When a vine has fruit it prioritizes its energy reserves for its growing crop, risking the life of the plant when drought conditions reduce the amount of energy available. ‘Vines have the potential to create a lot of energy through photosynthesis,” explains Shoemaker. ‘When they have a very healthy leaf canopy they do that very well but our vegetation cover is much smaller than normal because of the drought and when the plant has fruit on it will divert energy to fruit rather than support itself so I think we’re at a point where in some vineyards they may be facing risk if they don’t remove crop and release some of that energy to the plant.”
Anthony Peccoux, Viticulture Program Leader at the University of Missouri’s Institute for Continental Climate Viticulture and Enology (ICCVE) agrees, and says vine health is very dependent on the condition of the vine canopy and its leaf area to fruit ratio. ‘If there is enough canopy to grow the plant that’s fine. If that’s not the case it could be dramatic,” he says. ‘If the stress is high from drought, or even from factors like a nutrient deficiency or disease, a very high crop load can damage the lifespan of the vine, that’s 100% true.”
Viticulture expert Beam says commercial growers and new vineyard owners often dislike the idea of removing clusters of grapes from their vines, ‘but anyone that’s ever been bitten by that, where they actually didn’t and should have and then saw their vineyard set back two years before they were back up to speed again, they know it is the right thing to do.”
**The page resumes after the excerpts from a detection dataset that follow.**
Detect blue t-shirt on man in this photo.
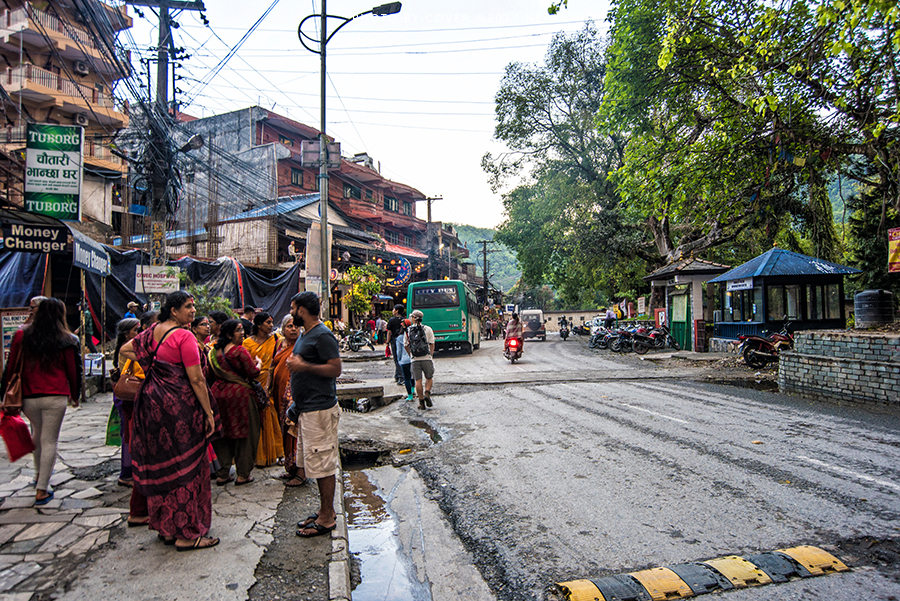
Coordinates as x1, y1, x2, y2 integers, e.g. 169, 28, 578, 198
291, 322, 341, 413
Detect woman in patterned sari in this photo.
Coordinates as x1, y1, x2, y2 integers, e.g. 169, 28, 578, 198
244, 311, 284, 467
120, 291, 220, 551
271, 315, 306, 486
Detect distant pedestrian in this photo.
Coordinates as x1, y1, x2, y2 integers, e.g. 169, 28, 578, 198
287, 292, 341, 538
404, 309, 434, 409
603, 307, 616, 330
0, 298, 82, 506
394, 319, 416, 401
387, 303, 405, 384
241, 305, 256, 338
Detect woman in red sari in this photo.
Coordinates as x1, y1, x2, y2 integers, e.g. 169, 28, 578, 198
120, 291, 220, 551
209, 319, 260, 486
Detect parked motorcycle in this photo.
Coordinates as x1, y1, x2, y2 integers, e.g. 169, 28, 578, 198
344, 330, 375, 352
503, 338, 522, 363
738, 321, 794, 369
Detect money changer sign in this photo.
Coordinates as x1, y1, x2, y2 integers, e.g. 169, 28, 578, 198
25, 123, 84, 221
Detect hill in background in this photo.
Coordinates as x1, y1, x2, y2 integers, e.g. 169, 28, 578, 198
453, 223, 522, 292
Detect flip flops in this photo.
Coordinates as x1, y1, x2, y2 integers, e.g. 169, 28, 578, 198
297, 522, 337, 538
175, 536, 219, 552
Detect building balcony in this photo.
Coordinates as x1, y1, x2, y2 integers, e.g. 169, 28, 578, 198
4, 64, 128, 128
0, 4, 131, 79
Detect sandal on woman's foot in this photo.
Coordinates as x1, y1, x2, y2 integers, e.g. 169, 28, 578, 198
175, 536, 219, 551
297, 522, 337, 538
297, 513, 319, 529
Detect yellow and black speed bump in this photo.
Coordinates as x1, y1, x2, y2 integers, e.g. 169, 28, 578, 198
557, 546, 850, 601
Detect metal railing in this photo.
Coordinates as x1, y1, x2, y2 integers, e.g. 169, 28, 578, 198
6, 64, 116, 108
0, 4, 96, 49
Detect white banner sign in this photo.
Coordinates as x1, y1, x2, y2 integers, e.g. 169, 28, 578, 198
134, 265, 179, 294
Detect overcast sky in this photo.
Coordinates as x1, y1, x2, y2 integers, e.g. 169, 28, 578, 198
123, 0, 608, 227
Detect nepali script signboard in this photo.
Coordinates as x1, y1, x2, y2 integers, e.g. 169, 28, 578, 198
25, 123, 84, 221
888, 227, 900, 273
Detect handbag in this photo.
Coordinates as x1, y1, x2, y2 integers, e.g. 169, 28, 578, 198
113, 362, 144, 403
0, 415, 34, 462
3, 348, 23, 414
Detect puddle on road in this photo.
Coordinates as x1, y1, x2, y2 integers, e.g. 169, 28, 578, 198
344, 469, 431, 601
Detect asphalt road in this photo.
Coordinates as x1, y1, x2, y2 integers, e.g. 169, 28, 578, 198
342, 336, 900, 600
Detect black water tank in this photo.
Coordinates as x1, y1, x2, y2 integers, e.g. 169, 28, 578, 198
853, 290, 894, 328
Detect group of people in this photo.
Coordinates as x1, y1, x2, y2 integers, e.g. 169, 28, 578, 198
385, 304, 434, 409
0, 291, 342, 551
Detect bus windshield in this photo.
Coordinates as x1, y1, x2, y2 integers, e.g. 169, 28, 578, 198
413, 286, 459, 309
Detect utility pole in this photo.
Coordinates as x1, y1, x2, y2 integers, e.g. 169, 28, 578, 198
475, 240, 500, 305
125, 0, 206, 266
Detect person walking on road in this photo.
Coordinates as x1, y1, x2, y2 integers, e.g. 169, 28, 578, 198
387, 304, 409, 384
395, 319, 416, 401
119, 290, 219, 551
0, 298, 83, 506
404, 309, 434, 409
287, 292, 341, 538
209, 319, 262, 486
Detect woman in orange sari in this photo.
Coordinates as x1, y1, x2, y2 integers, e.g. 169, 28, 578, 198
244, 312, 284, 467
272, 315, 306, 486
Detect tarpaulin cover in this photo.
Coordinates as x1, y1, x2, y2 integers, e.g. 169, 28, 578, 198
81, 247, 300, 336
0, 252, 47, 307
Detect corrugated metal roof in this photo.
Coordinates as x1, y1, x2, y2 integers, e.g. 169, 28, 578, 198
644, 257, 731, 281
710, 248, 861, 283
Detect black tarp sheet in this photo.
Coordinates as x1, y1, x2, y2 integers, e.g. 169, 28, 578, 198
81, 247, 300, 336
0, 252, 47, 307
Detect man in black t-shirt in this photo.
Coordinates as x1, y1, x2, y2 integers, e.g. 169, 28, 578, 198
287, 292, 341, 538
387, 304, 405, 386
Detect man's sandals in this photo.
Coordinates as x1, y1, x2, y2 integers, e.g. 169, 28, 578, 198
174, 536, 219, 551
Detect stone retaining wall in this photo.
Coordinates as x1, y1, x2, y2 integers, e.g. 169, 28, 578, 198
778, 330, 900, 408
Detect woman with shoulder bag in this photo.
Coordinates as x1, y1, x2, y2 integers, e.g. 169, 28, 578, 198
243, 312, 284, 467
0, 298, 82, 506
209, 319, 261, 486
110, 317, 144, 487
120, 290, 220, 551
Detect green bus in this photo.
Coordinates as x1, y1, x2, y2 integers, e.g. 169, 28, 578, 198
406, 280, 481, 354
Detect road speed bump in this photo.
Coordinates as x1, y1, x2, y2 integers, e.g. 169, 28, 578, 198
775, 545, 850, 576
703, 555, 772, 588
556, 580, 606, 601
669, 560, 736, 595
629, 568, 694, 601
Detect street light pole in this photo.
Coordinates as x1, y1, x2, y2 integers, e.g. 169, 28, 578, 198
297, 0, 401, 320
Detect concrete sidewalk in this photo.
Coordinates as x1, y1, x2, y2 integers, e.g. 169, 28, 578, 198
0, 394, 350, 601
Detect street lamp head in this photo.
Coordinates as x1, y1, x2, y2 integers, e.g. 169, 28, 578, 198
372, 2, 402, 17
178, 134, 203, 152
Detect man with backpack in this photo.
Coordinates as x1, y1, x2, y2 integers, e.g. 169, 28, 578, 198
404, 309, 434, 409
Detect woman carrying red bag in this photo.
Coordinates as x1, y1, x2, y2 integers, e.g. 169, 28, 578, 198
0, 298, 82, 505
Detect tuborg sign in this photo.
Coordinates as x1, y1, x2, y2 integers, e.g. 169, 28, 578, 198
25, 123, 84, 221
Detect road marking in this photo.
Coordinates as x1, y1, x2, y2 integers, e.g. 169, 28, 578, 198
619, 403, 691, 424
797, 455, 900, 490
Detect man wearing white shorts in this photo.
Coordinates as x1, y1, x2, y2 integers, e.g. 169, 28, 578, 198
287, 292, 341, 538
404, 309, 434, 409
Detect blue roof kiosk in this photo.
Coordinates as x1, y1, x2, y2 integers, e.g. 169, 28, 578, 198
709, 248, 860, 340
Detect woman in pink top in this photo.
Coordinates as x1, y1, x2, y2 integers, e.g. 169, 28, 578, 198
120, 291, 221, 551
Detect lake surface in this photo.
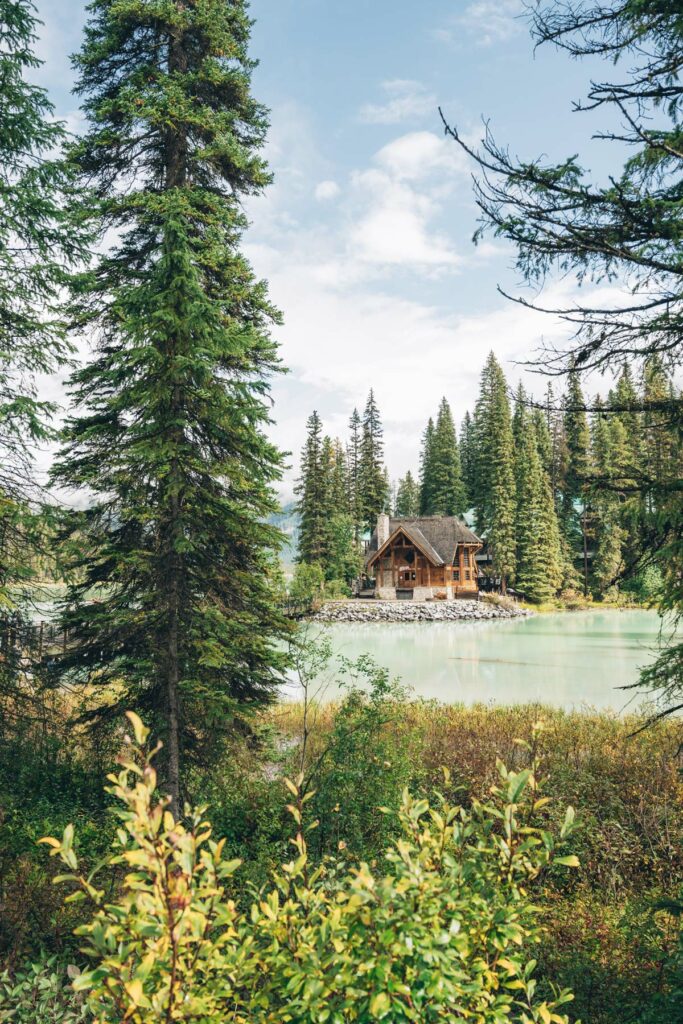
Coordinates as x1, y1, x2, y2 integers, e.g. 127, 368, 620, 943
288, 610, 661, 711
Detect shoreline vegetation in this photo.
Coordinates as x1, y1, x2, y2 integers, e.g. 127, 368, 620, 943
0, 684, 683, 1024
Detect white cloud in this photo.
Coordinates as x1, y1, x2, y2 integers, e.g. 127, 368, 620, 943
349, 131, 471, 273
313, 180, 341, 202
360, 79, 438, 125
375, 131, 466, 180
350, 170, 459, 268
433, 0, 524, 46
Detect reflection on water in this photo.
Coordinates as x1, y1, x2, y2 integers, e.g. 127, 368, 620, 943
288, 610, 661, 711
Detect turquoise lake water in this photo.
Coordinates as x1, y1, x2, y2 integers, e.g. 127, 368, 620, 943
288, 610, 661, 711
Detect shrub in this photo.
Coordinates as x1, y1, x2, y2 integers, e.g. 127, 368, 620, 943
0, 956, 92, 1024
44, 715, 577, 1024
289, 562, 325, 605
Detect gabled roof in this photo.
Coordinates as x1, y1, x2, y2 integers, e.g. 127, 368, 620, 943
366, 515, 481, 565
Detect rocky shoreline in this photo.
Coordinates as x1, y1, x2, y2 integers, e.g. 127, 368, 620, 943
311, 600, 532, 623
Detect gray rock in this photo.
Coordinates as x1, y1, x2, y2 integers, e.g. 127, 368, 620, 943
312, 600, 532, 623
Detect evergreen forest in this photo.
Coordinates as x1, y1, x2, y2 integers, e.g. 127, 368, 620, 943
0, 0, 683, 1024
297, 352, 681, 604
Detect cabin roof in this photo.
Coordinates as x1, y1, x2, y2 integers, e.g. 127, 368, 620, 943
366, 515, 481, 565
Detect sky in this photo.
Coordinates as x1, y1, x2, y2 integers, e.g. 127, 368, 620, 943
30, 0, 608, 500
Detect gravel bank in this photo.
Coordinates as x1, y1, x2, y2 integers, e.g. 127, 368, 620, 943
312, 600, 531, 623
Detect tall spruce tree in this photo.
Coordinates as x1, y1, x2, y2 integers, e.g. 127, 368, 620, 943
394, 469, 420, 516
420, 416, 435, 515
591, 397, 627, 596
428, 398, 467, 516
346, 409, 362, 544
330, 437, 350, 516
358, 389, 390, 529
474, 352, 516, 592
295, 411, 330, 563
50, 0, 288, 807
515, 407, 563, 602
460, 412, 475, 508
0, 0, 84, 610
446, 0, 683, 713
561, 369, 591, 595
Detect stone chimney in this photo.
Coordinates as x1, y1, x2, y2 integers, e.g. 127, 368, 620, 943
377, 512, 391, 550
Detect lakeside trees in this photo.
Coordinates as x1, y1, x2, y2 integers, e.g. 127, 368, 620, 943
53, 0, 288, 807
299, 353, 681, 602
0, 0, 85, 610
445, 0, 683, 711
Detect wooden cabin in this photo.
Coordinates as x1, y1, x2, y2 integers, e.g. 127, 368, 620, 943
366, 515, 482, 601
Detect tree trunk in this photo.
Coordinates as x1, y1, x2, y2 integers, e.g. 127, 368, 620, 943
581, 506, 588, 597
160, 18, 187, 817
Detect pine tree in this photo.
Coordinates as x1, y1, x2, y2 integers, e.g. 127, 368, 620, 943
420, 416, 434, 515
330, 437, 351, 516
428, 398, 466, 516
512, 381, 530, 487
358, 389, 389, 529
50, 0, 289, 807
474, 352, 516, 591
560, 368, 591, 595
0, 0, 84, 608
545, 381, 566, 514
295, 411, 330, 564
516, 413, 562, 602
395, 469, 420, 516
460, 412, 476, 508
446, 0, 683, 714
346, 409, 364, 544
591, 396, 627, 596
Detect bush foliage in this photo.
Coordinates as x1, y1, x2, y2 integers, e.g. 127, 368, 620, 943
44, 715, 578, 1024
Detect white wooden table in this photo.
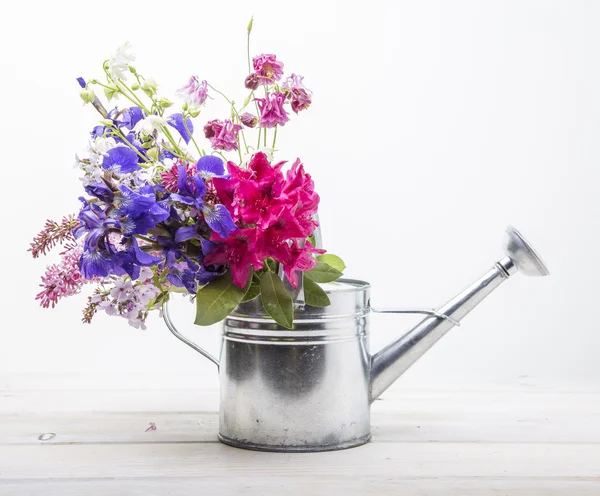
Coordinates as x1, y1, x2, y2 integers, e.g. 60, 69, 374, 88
0, 378, 600, 496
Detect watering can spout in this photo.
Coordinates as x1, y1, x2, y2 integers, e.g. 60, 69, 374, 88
370, 226, 549, 402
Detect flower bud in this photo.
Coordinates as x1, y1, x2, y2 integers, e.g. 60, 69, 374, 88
140, 79, 158, 96
244, 73, 260, 90
104, 84, 119, 101
146, 147, 158, 162
240, 112, 258, 127
79, 88, 96, 103
204, 121, 215, 139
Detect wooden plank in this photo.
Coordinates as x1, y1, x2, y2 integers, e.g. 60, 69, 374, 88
0, 389, 600, 415
0, 443, 600, 482
0, 410, 600, 445
0, 476, 600, 496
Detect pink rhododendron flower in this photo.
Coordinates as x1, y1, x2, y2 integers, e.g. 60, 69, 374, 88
256, 92, 290, 127
204, 119, 242, 152
282, 74, 312, 114
211, 152, 324, 287
283, 240, 325, 289
175, 76, 208, 107
204, 228, 264, 288
252, 53, 283, 84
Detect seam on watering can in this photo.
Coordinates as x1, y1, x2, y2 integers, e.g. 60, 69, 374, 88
226, 310, 371, 327
223, 332, 366, 346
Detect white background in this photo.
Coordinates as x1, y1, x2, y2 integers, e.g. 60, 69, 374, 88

According to US Drought Monitor, the dry conditions have continued to worsen across the Midwest. In its latest report released on 19th July, for the first time since the beginning of this dry spell, the border areas of Kentucky and Illinois are in a state of exceptional drought, the highest rating used by the monitoring group. More areas of the region are now in extreme drought, including southern Wisconsin and central Missouri. 85% of the Midwest is now classified as abnormally dry.